Artikel drucken (Christof Gaspari)

Überbevölkerung: Schwerpunktthema von Vision 5/89. Einer unserer Leser hat sich die Mühe gemacht, sich ausführlich und kritisch mit unseren Aussagen auseinanderzusetzen. Im folgenden Auszüge aus der Kritik und eine StelIungnahme zu ihr.

Kritik: Was ist der Grund für den Rückgang der Zuwachsraten im Bevölkerungwachstum? Wäre es möglich, daß er in den Maßnahmen der Dritten Welt zu suchen ist, die in dem Artikel als nicht notwendig angesehen werden? Was wäre, wenn diese Maßnahmen unterblieben wären? Vielleicht könnte man dann nicht so beruhigend argumentieren!

VISION 2000: Sicher hat die Politik der gezielten Geburtenbeschränkung die Entwicklung beeinflußt. Die Frage: Was wäre gewesen, wenn..? ist jedoch in der Geschichte nicht zu beantworten. Hingewiesen sei aber auf die Parallelität des derzeit in der Dritten Welt stattfindenden Fruchtbarkeitsrückgangs mit dem in Westeuropa zu Beginn des 20. Jahrhunderts, als es weder Pille, Spirale oder legalisierte Abtreibung gab. Für die damalige Entwicklung werden überwiegend veränderte Lebensumstände verantwortlich gemacht: Kinder waren nicht mehr wirtschaftliche Investitionen.
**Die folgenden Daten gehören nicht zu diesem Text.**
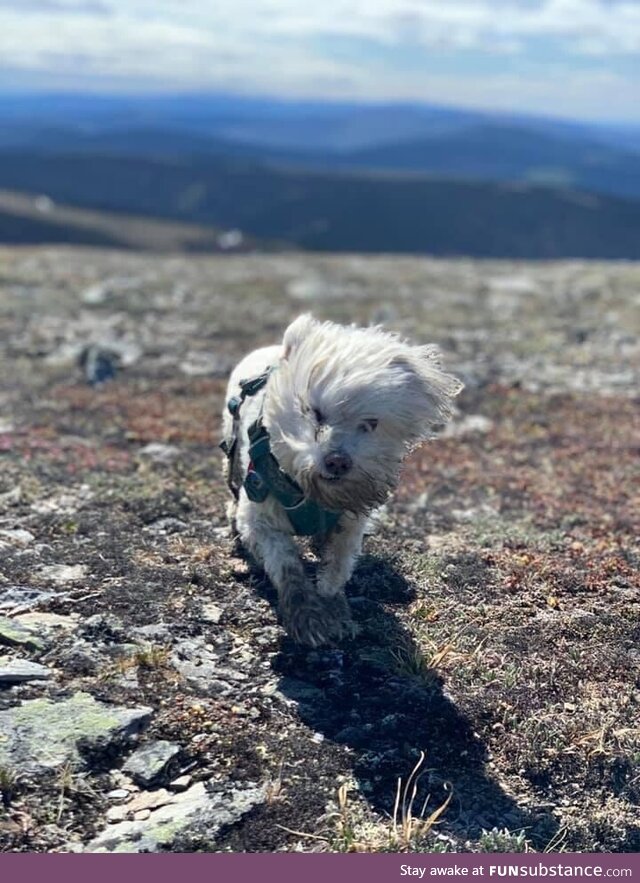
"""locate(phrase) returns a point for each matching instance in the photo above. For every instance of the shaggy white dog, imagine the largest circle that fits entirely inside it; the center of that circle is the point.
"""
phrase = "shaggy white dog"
(315, 433)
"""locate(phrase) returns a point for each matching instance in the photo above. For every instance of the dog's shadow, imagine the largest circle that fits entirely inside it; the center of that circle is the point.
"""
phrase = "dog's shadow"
(379, 698)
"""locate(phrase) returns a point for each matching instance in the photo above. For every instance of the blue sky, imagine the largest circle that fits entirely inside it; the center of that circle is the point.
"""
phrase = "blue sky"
(572, 58)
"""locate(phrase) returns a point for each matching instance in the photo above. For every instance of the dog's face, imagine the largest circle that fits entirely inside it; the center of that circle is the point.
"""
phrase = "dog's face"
(344, 406)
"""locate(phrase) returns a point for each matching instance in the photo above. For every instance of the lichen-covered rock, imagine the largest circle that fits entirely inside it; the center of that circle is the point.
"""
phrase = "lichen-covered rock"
(193, 814)
(42, 734)
(17, 635)
(147, 764)
(18, 671)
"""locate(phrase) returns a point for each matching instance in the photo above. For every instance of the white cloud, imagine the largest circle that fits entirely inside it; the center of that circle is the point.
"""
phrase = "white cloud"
(286, 46)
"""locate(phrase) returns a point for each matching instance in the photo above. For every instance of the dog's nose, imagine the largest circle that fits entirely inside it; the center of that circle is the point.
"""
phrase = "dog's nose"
(337, 463)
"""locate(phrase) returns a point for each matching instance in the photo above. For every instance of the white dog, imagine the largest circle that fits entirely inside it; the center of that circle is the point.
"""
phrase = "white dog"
(315, 433)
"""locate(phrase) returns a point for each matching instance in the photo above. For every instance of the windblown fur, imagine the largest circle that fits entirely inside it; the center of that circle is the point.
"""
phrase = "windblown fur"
(343, 406)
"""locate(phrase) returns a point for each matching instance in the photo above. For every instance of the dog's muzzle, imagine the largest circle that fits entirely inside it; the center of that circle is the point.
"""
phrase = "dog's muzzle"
(337, 464)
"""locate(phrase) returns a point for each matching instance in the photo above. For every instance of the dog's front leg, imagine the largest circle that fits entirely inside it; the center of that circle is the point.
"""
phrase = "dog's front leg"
(307, 617)
(337, 561)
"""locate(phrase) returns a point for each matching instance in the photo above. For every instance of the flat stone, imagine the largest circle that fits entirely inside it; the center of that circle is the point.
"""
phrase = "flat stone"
(194, 813)
(181, 783)
(211, 613)
(16, 635)
(23, 597)
(118, 794)
(147, 764)
(16, 537)
(150, 800)
(48, 622)
(62, 574)
(19, 671)
(159, 453)
(42, 734)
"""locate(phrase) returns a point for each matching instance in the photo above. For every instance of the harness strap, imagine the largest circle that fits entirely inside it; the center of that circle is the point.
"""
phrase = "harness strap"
(265, 476)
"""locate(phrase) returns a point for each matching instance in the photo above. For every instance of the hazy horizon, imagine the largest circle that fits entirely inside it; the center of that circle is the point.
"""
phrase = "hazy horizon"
(567, 59)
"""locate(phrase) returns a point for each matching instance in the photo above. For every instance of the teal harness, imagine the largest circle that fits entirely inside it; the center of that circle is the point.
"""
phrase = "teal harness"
(265, 477)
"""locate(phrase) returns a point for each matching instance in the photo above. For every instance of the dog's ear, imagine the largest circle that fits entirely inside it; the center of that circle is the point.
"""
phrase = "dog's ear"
(428, 389)
(297, 332)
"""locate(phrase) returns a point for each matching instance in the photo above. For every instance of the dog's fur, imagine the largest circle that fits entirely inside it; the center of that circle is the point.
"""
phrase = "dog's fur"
(362, 392)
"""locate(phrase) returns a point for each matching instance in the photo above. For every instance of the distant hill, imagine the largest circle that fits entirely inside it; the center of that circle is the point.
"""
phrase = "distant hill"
(28, 220)
(444, 142)
(340, 211)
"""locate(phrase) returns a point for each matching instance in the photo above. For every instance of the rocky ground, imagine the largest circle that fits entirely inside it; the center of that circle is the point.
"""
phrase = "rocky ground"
(149, 700)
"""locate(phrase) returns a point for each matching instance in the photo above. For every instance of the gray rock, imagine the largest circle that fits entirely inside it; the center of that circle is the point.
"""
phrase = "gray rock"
(13, 634)
(192, 814)
(41, 734)
(118, 794)
(61, 574)
(159, 453)
(18, 671)
(23, 597)
(202, 669)
(149, 762)
(211, 613)
(16, 537)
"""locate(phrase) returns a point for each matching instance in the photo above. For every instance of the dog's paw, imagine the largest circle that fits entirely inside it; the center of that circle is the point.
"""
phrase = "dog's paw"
(314, 621)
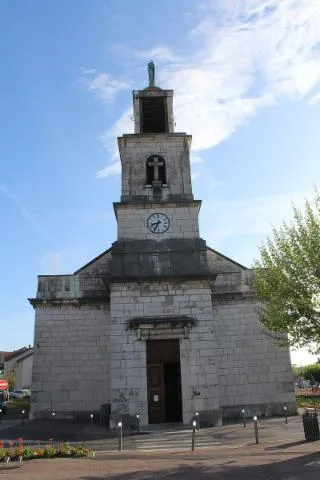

Kritik: Seit wann ist der Rückgang einer Zuwachsrate etwas Beruhigendes?

VISION 2000: Zuwachs bleibt Zuwachs. Das stimmt. Abnehmendes Wachstum ist dennoch bemerkenswert - als Vorläufer für eine Stabilisierung. Wir wollten zeigen, daß kein Grund zu Alarmstimmung in Sachen “Bevölkerungsexplosion” vorliegt.

Kritik: Natürlich ist der Hunger in der Welt ein Verteilungsproblem (derzeit) und natürlich könnten die Länder der 3. Welt mehr Nahrungsmittel erzeugen. Doch was ist der Preis dafür? Durch Düngemittel, Pestizide und Insektizide bis knapp vor dem Kollaps (in den Industrieländern) ausgebeutete Böden. Soll diesen Unsinn die 3. Welt nachmachen?

VISION 2000: Mit wenigen Ausnahmen wären die Länder der 3. Welt imstande, sich selbst zu ernähren. Dort, wo Hunger herrscht, sind meist ungerechte Verteilung, Kriege und diktatorische Systeme schuld. Als weiterer Faktor kommt die Ausrichtung der Landwirtschaft auf Exporte in die Industrieländer zum Tragen. Diese Produktion ist meist auch besonders umweltschädlich: In Monokulturen wird Agrarindustrie betrieben. Ein geeigneter Ausweg ist die stärkere Berücksichtigung der örtlichen Bedürfnisse, die Abkehr von der Produktion für den Weltmarkt, die Entwicklung angepaßter Technologien, lokaler Traditionen und Pflanzen. Agro-Industrie weltweit ist nicht der einzige Weg zur Emährung einer immer weniger stark steigenden Weltbevölkerung.

Kritik: Denkt eigentlich irgendjemand etwas weiter in die Zukunft als seine wahrscheinliche Lebensspanne ausmacht? Mag sein, daß sich alles bis zum Jahr 2050 noch halbwegs ausgeht. Aber was ist nachher?

VISION 2000: Die größeren Probleme haben auf lange Sicht nicht die sich langsam stabilisierenden Völker der Dritten Welt, sondern die von massiver Überalterung bedrohten Industrieländer: 2030 soll jeder dritte Österreicher im Pensionsalter sein! Am schwierigsten wird die Situation in China sein, wenn es weiterhin konsequent die Ein- Kind-Politik fortsetzt. Außerdem: Würden wir wirklich an die zukünftigen Generationen denken, müßten wir vor jeder anderen Überlegung unsere desolate geistige und unsere bedrohte Umweltsituation sanieren.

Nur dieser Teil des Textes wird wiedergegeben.